In 2008, the European Commission found that several undertakings, including ABB, had participated in a cartel in the gas-insulated switchgear market. The Commission's decision was not appealed by ABB, as it was granted full immunity from the fine imposed. Following the Commission's decision, TenneT brought a claim for damages amounting to € 29.7 million before a Dutch lower court which held ABB liable for the damages and granted TenneT standing in a separate judicial procedure for the calculation of the damages. The lower court ruled that the passing-on defence was not relevant, as the fact that TenneT might have passed on the overcharge to its customers had no bearing on the higher price paid by TenneT for the switchgears at the time of purchase.

On appeal ABB challenged the lower court's ruling, inter alia, on the ground that it had rejected ABB's passing-on defence. The Appeal Court held that damages should in principal be calculated at the time when they are incurred: in this case the moment when TenneT purchased the gas-insulated switchgears from ABB. However, in view of the case law of the Court of Justice of the European Union ("ECJ") and the recent EU legislative developments concerning the calculation of antitrust damages in such cases, the Appeal Court ruled that other circumstances at a later stage, such as passing-on, might be relevant for the calculation of the damages.
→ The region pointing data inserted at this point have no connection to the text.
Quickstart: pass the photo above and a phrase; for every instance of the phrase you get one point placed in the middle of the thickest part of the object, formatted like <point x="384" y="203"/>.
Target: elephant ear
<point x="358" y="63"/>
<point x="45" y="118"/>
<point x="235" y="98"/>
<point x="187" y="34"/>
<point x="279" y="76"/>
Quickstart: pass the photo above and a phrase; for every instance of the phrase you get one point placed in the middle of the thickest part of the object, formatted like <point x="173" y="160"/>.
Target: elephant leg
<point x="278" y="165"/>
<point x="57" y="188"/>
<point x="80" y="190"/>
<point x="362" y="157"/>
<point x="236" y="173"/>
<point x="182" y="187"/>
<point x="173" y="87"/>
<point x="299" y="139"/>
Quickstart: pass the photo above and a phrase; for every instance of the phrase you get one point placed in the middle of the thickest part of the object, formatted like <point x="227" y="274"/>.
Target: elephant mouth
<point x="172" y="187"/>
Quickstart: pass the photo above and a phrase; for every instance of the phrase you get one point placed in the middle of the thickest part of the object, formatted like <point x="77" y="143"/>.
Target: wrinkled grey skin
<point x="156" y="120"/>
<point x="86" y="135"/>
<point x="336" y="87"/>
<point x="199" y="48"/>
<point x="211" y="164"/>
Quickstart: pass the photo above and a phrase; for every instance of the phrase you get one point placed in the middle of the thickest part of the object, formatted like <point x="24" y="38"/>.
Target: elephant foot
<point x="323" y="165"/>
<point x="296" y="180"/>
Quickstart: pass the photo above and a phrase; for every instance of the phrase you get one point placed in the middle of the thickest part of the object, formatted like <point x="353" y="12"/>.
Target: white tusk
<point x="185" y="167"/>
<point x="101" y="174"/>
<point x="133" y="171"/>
The Appeal Court emphasised that in case of passing-on, the incurred injury has been diverted wholly or partially to another party who, according to the case law of the ECJ, is to be granted separate standing to seek compensation for the injury that has been passed on.

Consequently, the damages suffered by TenneT are to be determined by reference to the overcharge paid by TenneT minus the part of the damage that might have been passed on to the customers of TenneT. The Appeal Court rejected ABB's other grounds of appeal and thus confirmed the lower court's judgment subject to the corrected reasoning concerning ABB's passing-on defence.